Dietary change in Asia over recent decades has had many positive effects. The late twentieth century globalized food system has increased food availability overall and thus improved one aspect of food security, the production or supply of sufficient food to meet the aggregate energy requirements of the population. However, sufficient caloric availability does not equate to optimal nutrition, particularly, where the globalized food trade makes energy dense processed foods cheaper than fresh healthy foods (Pinstrup-Andersen 2009). The main target of food policies in the context discussed in this paper should be to achieve economic growth and food security while avoiding the negative impacts of the nutrition transition. One important consideration in fast developing settings like much of Asia is that countries will not move through transitional stages sequentially as predicted by nutrition transition theory. Changes in the affordability and availability of problematic processed foods are occurring at lower and lower levels of income. It will therefore be particularly important in transitional settings in Asia to remain aware of the common dual-burden of under and over nutrition in the same country and sometimes even the same household. This requires approaches which maintain dietary energy availability while ensuring it comes from health promoting sources.

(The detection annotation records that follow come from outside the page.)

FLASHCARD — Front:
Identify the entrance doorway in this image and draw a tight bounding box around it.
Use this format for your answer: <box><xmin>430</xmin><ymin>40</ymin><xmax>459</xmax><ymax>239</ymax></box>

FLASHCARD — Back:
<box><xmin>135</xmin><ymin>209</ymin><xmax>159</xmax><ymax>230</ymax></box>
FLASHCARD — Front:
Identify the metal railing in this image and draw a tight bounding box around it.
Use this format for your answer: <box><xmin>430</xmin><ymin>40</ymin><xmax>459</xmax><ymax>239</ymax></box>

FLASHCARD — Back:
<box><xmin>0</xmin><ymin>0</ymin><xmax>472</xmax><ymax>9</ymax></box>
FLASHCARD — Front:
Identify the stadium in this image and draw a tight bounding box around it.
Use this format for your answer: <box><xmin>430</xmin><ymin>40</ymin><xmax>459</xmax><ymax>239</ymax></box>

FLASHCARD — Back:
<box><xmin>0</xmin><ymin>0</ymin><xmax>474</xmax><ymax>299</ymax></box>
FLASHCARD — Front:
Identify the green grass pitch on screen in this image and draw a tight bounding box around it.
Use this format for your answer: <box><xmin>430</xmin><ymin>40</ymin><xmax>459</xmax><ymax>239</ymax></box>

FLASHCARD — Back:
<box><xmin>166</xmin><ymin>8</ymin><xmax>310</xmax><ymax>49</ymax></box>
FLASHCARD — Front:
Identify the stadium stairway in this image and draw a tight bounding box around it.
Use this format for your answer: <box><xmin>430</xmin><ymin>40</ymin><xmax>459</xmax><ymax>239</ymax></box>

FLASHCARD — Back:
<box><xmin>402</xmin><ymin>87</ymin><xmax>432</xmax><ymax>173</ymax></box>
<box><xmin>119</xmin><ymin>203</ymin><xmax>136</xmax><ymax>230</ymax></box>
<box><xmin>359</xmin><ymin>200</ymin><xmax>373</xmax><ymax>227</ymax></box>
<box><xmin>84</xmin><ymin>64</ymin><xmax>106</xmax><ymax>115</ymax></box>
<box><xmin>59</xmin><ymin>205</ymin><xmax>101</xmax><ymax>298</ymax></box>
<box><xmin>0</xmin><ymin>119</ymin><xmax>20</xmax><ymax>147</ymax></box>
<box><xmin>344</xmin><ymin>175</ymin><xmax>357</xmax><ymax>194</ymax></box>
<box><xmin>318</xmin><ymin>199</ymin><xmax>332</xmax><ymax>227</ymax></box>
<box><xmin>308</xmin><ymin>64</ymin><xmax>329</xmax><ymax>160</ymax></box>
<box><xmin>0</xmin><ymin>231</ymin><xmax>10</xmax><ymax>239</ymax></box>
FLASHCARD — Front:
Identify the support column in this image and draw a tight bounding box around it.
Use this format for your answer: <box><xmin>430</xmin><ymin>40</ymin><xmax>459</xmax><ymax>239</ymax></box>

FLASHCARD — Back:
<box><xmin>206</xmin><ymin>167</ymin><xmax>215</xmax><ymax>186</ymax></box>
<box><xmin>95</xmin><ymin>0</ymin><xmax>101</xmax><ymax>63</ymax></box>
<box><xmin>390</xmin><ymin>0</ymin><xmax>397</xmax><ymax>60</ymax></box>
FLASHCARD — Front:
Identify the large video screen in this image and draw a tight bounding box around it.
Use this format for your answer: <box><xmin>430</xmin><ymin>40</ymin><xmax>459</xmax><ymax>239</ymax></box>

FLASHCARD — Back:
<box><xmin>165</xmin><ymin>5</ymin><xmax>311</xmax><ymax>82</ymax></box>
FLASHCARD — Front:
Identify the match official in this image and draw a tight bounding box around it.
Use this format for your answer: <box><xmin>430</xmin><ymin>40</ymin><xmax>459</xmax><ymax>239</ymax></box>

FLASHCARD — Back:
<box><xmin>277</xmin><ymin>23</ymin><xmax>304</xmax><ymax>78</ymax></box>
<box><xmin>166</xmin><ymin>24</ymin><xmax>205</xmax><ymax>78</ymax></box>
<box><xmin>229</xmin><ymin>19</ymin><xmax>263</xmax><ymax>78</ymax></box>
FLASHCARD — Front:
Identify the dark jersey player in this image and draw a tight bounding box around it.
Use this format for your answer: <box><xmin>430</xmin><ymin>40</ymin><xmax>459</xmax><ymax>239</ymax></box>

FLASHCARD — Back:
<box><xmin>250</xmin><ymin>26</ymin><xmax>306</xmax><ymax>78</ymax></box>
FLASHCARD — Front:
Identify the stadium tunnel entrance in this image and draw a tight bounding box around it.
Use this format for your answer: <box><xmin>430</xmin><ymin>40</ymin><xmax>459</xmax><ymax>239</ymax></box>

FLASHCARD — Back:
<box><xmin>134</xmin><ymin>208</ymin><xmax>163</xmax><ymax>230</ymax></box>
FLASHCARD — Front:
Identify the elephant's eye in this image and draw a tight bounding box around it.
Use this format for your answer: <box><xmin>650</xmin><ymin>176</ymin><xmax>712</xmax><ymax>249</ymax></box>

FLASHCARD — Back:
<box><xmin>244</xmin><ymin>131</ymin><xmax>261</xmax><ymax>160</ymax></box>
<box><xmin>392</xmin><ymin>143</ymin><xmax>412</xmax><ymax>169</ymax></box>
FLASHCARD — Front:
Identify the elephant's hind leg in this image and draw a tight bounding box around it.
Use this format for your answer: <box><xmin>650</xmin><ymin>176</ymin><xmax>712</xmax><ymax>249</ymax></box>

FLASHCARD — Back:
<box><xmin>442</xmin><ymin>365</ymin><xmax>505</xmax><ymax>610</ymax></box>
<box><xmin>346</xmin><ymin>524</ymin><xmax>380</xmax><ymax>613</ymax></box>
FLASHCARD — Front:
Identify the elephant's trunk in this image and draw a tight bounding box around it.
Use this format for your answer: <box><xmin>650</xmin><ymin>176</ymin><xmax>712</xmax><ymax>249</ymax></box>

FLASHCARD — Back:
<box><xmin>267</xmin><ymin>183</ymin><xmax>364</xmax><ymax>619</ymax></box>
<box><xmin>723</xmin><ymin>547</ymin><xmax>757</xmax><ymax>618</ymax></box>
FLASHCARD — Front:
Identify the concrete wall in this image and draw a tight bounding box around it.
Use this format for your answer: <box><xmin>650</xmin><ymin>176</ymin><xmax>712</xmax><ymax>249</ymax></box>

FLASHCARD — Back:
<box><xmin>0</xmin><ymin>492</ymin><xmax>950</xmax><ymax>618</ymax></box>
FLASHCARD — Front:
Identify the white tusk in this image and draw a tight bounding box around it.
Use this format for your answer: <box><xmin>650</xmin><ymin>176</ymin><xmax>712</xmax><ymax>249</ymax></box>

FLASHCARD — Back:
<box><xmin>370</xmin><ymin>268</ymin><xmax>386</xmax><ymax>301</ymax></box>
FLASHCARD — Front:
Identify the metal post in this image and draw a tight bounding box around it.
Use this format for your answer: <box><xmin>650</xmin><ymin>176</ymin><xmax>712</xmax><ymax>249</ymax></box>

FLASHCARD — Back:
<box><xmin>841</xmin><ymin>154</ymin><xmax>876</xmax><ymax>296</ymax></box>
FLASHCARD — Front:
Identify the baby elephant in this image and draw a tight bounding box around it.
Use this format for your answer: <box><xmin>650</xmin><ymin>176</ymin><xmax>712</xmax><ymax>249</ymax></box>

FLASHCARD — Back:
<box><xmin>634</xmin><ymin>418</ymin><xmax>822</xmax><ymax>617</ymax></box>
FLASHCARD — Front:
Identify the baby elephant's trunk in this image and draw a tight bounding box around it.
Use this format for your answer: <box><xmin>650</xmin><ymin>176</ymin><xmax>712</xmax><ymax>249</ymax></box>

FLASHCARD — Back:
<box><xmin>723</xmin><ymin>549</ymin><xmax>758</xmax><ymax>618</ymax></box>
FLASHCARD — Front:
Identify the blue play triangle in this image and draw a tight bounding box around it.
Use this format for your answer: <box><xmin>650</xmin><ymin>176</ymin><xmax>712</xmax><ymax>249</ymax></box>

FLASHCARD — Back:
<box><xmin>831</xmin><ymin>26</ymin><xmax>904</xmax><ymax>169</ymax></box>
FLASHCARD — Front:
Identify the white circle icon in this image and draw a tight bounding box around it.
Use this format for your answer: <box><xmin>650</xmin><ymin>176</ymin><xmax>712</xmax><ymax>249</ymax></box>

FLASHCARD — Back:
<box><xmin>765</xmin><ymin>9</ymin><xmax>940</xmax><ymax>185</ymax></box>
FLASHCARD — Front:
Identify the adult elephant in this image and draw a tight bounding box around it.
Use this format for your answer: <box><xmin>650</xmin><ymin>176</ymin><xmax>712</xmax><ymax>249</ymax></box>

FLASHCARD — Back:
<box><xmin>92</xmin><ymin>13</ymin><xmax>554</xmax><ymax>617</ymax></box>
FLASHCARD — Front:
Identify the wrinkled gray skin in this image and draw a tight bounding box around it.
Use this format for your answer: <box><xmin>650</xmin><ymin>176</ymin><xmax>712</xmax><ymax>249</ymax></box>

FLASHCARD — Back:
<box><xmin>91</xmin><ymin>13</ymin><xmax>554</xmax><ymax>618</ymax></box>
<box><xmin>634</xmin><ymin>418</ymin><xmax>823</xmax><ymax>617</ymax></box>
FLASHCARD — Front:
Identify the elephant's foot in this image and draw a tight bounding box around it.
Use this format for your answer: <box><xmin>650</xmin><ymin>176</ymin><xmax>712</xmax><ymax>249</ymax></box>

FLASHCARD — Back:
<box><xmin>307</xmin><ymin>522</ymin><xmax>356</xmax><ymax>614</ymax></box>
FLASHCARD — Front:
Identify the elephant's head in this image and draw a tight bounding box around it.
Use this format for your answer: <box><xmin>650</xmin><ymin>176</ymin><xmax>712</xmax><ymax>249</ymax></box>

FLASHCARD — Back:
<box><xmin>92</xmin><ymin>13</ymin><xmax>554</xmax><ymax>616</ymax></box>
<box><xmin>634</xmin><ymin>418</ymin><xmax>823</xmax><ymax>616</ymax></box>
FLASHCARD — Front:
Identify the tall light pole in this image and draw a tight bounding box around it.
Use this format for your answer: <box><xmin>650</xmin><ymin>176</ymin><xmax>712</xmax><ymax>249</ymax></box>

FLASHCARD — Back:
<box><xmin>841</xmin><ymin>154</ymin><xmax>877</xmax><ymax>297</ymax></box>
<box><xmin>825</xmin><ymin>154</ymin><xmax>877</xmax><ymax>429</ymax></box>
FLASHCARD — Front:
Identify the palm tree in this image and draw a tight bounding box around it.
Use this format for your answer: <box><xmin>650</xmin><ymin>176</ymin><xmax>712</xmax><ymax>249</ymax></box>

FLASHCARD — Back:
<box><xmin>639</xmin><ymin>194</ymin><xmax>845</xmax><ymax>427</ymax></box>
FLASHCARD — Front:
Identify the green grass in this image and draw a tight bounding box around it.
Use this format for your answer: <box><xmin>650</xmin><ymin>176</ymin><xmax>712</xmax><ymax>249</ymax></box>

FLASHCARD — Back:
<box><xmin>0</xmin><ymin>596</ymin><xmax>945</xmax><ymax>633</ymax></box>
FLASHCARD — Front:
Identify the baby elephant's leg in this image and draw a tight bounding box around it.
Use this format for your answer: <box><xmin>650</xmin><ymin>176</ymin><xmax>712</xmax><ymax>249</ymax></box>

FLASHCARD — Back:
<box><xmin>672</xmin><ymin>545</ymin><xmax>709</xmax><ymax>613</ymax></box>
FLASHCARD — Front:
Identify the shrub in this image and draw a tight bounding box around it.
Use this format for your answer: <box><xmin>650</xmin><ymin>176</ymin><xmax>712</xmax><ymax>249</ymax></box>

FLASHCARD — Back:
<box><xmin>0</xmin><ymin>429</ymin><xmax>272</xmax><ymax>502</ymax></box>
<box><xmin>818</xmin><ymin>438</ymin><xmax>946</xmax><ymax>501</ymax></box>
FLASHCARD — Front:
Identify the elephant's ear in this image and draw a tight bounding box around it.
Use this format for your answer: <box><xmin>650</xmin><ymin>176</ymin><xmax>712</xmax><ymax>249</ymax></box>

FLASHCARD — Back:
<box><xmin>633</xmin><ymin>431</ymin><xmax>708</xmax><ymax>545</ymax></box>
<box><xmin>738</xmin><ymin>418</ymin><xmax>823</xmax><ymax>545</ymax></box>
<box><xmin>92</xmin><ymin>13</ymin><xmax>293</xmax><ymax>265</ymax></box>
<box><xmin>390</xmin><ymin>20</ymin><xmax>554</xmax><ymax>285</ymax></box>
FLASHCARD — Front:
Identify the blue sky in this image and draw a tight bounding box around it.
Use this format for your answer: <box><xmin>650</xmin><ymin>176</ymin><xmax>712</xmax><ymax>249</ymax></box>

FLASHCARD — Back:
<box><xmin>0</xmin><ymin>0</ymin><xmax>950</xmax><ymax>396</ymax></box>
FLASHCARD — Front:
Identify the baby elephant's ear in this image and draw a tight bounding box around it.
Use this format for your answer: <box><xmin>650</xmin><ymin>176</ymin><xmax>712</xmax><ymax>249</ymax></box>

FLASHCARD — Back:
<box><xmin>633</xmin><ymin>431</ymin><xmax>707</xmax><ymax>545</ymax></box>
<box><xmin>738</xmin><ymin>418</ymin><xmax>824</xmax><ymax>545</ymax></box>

How this is to be achieved is still unclear and there are very few models of success in modifying dietary change and related health impacts, particularly in developing Asia. However there is a growing awareness that effective food policy must address the food system in an integrated ecological manner (Carlisle and Hanlon 2014; Lang 2009; Lang et al. 2009). This includes addressing upstream influences on consumption and nutrition including the relative price and availability of energy dense, processed foods. Also important is addressing the effect of agricultural policies on population diets, for example by encouraging a move away from edible oil production towards greater fruit and vegetable production thus improving local availability of health promoting foods as is currently been trialed in China. Perhaps most effective may be support for the retention of traditional Asian diets, both to decrease the impact of the nutrition transition, but also to support local food producers. There is some evidence from Southeast Asia indicating that making traditional diets more convenient and affordable may, particularly among younger generations, encourage resistance to western, transitional diets (Seubsman et al. 2009). This approach has also enjoyed some success in South Korea which has maintained healthier eating patterns than most other Asian countries and has also enjoyed lower levels of underweight and obesity than other countries at comparable stages of economic development. These achievements have been in part linked to intensive government publicity and education campaigns combined with subsidies and support for local food product production and consumption (Lee et al. 2002). Such integrated food policies may be the most promising avenue for nutrition policy planners in Asia.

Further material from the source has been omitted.